Views and identities of different face images are represented over the last two layers of the network. Figure 2 shows response properties of the three last layers (C2, VSL, and ISL), visualized using multidimensional scaling (MDS), similarity matrix, and two indices of view and identity selectivity (VSI and VISI, see Materials and Methods). ISL responses show clear selectivity to identities when the model is presented with different views of an identity. Figure 2A visualizes this effect as parallel diagonal lines shown in the similarity matrix (similarity measured as Pearson’s correlation). The VSL similarity matrix (Fig. 2B) is characterized with a high similarity around the main diagonal, indicating view-specific representation, but no clear identity selectivity (parallel diagonal lines similar to ISL). Responses of VSL were highly selective for face images compared to other objects. Also, different populations of neurons represent different face views (Supplementary Fig. S4). A moderate degree of view-specific responses can also be seen in the activities of C2 layer, like VSL, with no selectivity for identities (Fig. 2C). MDS is a visualization method, which transforms data from a high dimensional space to a lower dimensional space63,64. The MDS plot (Fig. 2D) shows that each identity is clustered together in ISL (for 10 sample subjects, the numbers shows identities and different colors are used for different views). On the other hand, each cluster in VSL (Fig. 2E, different colors) represents a face view while identities are intermixed. In contrast, in the C2 space (Fig. 2F), views and identities are densely distributed and highly overlapped with each other, meaning that C2 responses are not sufficiently informative about views and identities. Similar results can be seen in the plots of VSI (View Selectivity Index) and VISI (View-invariant Identity Selectivity Index), as two quantitative indexes for the representations, Fig. 2H. Overall, C2 shows a slight selectivity for face features whereas VSL and ISL demonstrate view selectivity and identity selectivity, respectively. The response properties of three last hierarchically organized layers of the model highly resemble the responses of face patches in monkeys’ IT cortex –from posterior to middle and anterior face patches4.

Invariance to face views

Behavioral studies have shown that canonical face view, a face view between frontal and profile views, have the highest information about the face identity30. We investigated whether a particular face view30,31,32 has a higher recognition performance compared to the other face views (such as full-face or profile). To this end, we used correlation analyses as well as identification performances.

Figure 3 shows the comparison between responses of C2 and ISL units in terms of degree of invariance (DoI). C2 and ISL responses are quite different in their DoI value.

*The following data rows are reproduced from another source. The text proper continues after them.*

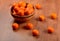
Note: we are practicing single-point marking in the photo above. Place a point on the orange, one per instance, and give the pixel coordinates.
(53, 15)
(41, 18)
(15, 26)
(50, 30)
(29, 26)
(38, 6)
(35, 32)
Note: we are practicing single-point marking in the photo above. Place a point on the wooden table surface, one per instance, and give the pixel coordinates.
(48, 6)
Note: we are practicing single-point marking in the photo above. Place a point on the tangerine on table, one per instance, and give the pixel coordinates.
(38, 6)
(22, 4)
(30, 5)
(29, 26)
(41, 18)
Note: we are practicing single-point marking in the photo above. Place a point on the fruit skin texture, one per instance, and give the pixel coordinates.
(15, 26)
(29, 26)
(50, 30)
(41, 18)
(35, 32)
(28, 11)
(38, 6)
(53, 16)
(22, 4)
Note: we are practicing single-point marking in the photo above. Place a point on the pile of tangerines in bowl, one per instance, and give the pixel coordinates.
(22, 11)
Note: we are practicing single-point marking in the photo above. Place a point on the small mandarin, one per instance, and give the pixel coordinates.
(41, 18)
(53, 16)
(22, 4)
(16, 9)
(30, 5)
(38, 6)
(35, 32)
(50, 30)
(15, 26)
(29, 26)
(21, 13)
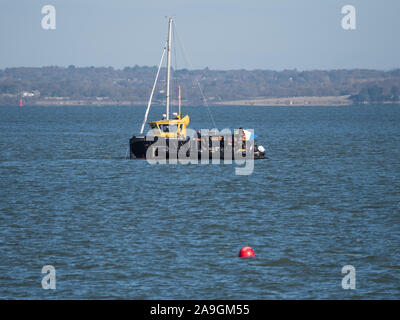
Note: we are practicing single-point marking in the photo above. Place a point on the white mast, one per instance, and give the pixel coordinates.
(152, 91)
(168, 63)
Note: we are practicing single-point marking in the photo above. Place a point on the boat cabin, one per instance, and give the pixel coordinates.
(173, 128)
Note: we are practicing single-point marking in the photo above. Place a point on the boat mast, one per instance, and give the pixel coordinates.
(168, 64)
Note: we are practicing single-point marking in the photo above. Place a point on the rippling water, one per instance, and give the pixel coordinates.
(326, 196)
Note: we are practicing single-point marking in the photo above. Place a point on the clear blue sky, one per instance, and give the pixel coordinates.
(219, 34)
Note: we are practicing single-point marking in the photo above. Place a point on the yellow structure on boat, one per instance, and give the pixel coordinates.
(174, 128)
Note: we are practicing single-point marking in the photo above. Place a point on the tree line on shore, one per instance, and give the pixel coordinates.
(134, 84)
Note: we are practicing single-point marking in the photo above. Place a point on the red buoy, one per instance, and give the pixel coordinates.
(246, 252)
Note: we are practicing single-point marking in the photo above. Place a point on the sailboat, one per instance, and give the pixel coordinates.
(168, 137)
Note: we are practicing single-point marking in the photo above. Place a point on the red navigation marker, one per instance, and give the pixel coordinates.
(246, 252)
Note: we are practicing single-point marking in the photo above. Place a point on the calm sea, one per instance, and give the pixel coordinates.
(326, 196)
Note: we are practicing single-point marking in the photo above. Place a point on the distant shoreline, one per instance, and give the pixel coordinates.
(256, 102)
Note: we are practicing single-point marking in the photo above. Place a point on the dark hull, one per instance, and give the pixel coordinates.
(139, 145)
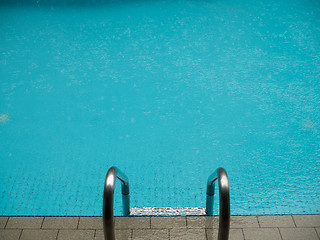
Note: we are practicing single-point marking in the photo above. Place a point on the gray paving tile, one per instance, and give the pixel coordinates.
(121, 234)
(307, 220)
(75, 235)
(262, 234)
(90, 223)
(39, 234)
(244, 222)
(24, 222)
(298, 234)
(132, 222)
(168, 222)
(234, 234)
(60, 223)
(10, 234)
(276, 221)
(203, 222)
(190, 234)
(150, 234)
(3, 222)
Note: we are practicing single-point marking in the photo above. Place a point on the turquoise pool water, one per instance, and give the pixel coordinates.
(165, 90)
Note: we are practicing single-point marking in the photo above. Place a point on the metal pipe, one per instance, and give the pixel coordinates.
(224, 196)
(108, 221)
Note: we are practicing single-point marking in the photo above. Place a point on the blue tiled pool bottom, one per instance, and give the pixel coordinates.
(165, 90)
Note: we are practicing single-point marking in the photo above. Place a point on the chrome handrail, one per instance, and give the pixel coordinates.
(108, 222)
(224, 196)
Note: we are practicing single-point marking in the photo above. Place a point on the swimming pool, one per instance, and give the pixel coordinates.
(165, 90)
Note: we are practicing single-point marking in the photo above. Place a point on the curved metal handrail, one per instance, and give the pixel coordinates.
(108, 222)
(224, 196)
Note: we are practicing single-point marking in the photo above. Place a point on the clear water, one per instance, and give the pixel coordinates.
(165, 90)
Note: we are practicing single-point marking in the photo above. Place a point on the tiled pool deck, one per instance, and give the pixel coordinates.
(287, 227)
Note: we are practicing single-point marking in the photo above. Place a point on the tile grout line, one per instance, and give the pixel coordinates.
(280, 233)
(258, 222)
(206, 233)
(57, 235)
(6, 223)
(78, 223)
(187, 222)
(243, 234)
(42, 223)
(20, 234)
(295, 225)
(317, 233)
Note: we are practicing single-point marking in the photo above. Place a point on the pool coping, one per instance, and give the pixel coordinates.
(259, 227)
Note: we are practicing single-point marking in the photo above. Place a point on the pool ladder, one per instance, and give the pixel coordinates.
(114, 173)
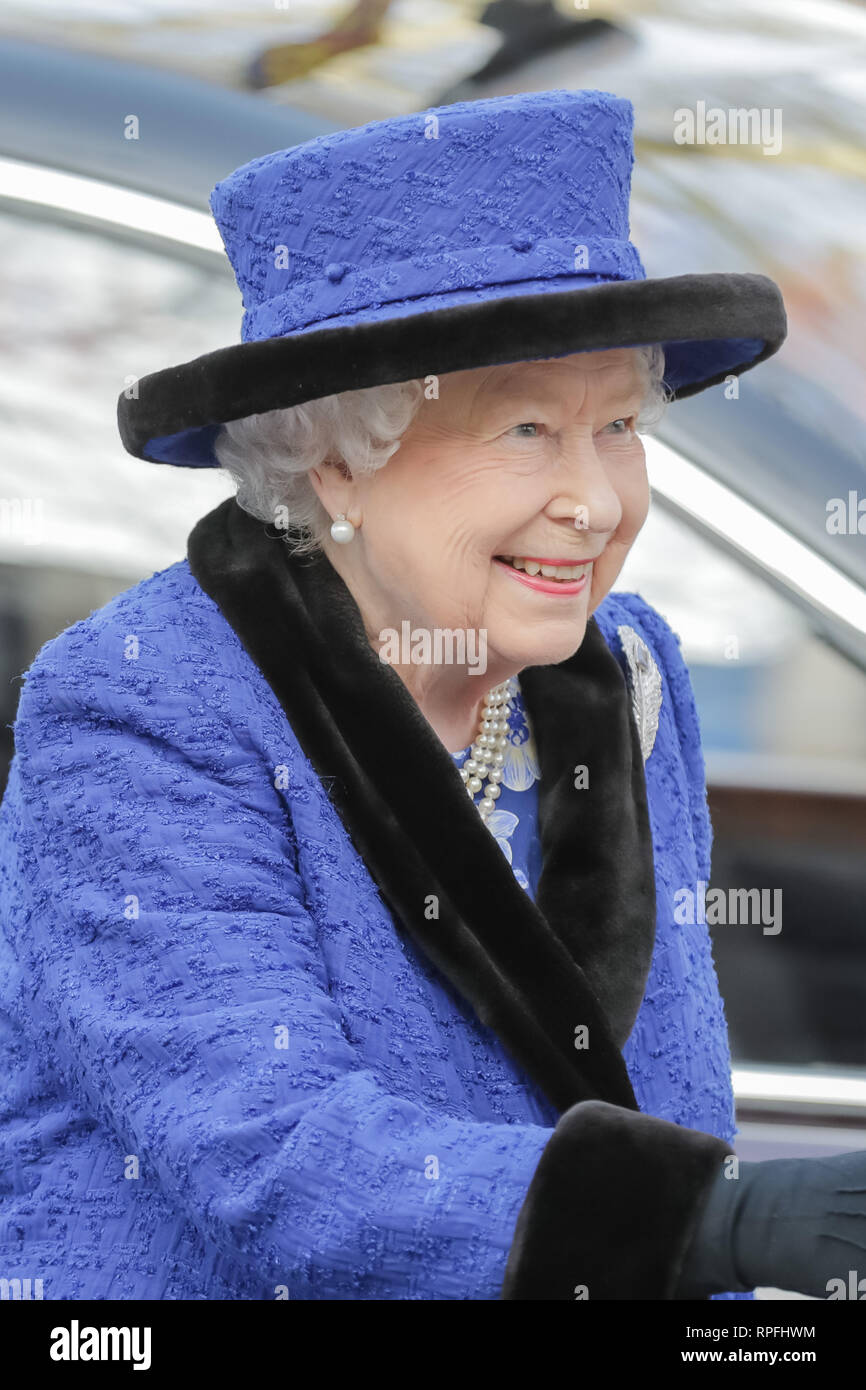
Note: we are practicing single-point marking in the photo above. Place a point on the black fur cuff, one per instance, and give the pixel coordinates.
(612, 1208)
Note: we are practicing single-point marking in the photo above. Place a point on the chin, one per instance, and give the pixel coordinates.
(542, 648)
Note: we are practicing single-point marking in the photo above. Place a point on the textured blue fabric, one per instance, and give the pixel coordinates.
(178, 898)
(521, 193)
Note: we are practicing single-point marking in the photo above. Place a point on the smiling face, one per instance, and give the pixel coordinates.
(491, 470)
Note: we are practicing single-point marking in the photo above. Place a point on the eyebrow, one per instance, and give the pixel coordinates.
(517, 394)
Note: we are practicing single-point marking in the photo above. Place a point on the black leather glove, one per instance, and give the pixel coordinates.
(791, 1223)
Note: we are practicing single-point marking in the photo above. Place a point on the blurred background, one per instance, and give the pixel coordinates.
(110, 267)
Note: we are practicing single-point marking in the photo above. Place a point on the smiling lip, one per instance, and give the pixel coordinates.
(544, 585)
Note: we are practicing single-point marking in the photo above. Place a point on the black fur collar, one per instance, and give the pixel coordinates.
(533, 972)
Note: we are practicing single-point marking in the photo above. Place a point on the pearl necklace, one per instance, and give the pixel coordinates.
(487, 754)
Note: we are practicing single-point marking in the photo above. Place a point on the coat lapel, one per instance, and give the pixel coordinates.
(533, 972)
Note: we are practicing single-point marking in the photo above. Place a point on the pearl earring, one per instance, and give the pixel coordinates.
(342, 531)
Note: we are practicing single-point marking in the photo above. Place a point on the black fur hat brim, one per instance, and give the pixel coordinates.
(711, 325)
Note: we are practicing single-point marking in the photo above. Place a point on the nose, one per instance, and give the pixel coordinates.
(585, 484)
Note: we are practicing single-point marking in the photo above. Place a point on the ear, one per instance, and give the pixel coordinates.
(334, 485)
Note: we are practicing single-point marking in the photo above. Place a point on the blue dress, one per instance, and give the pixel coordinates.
(180, 900)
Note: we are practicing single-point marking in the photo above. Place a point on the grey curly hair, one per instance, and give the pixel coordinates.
(271, 455)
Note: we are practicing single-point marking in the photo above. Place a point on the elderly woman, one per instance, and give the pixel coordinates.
(339, 952)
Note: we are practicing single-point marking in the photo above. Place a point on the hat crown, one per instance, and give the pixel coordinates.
(531, 186)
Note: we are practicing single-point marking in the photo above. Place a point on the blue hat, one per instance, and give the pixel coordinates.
(460, 236)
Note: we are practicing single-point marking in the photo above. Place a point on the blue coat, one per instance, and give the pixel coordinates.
(227, 1075)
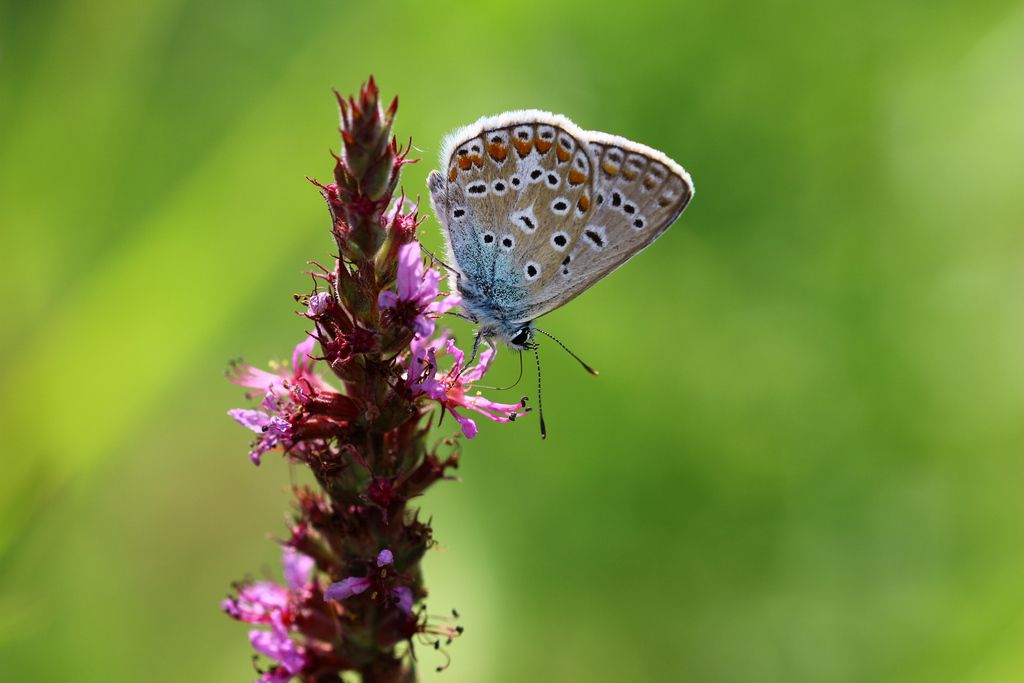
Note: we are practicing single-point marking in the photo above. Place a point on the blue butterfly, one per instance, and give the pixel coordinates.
(536, 210)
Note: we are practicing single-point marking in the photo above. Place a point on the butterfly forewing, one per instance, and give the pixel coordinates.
(537, 210)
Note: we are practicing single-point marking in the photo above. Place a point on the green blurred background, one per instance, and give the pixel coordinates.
(802, 461)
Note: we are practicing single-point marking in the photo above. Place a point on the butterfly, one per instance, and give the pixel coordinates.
(535, 210)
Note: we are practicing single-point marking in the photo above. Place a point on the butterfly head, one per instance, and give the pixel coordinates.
(518, 336)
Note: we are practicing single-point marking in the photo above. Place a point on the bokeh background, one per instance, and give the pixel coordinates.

To evaluate the tolerance properties of the ISL and C2 features, we used a methodology similar to65; see also:66,67,68,69. View-tolerance was measured by first estimating a “tuning curve”, obtained by correlating a feature vector corresponding to one face image at a given view with a feature vector for the same subject at different views (37 face views with the steps of 5° from −90° to 90°). An average tuning curve was then obtained by averaging similarities across views of subjects and over 10 random runs, 20 sample identities for each run. The level of invariance for each face view was determined by computing its correlation with other views of the same identity, and then averaging across the correlations; if the average was significantly higher than a pre-defined threshold, then that view has an invariant representation. The threshold is calculated for each face view by computing the maximum correlation between the feature vectors of all subjects at the same view. A tuning curve was calculated for each face view based on the activities of C2 and ISL (37 views, 37 curves–see Fig. S1), representing the degree of invariance for these layers. Several samples of tuning curves are shown in Fig. 3. The invariance matrices (Fig. 3A,B) show the regions in which the correlation between views is significantly higher than the invariance threshold, meaning that those views carry a higher amount of view-tolerant information of an identity. Consistent with behavioral studies30,31, we see a high degree of invariance in canonical views (Fig. 3C). Interestingly, this effect is more dominant in ISL compared to C2 (Fig. 3C). The DoI of ISL features is significantly higher than C2 features across all face views (Fig. 3D– p < ten power minus twelve (10e-12), ranksum test).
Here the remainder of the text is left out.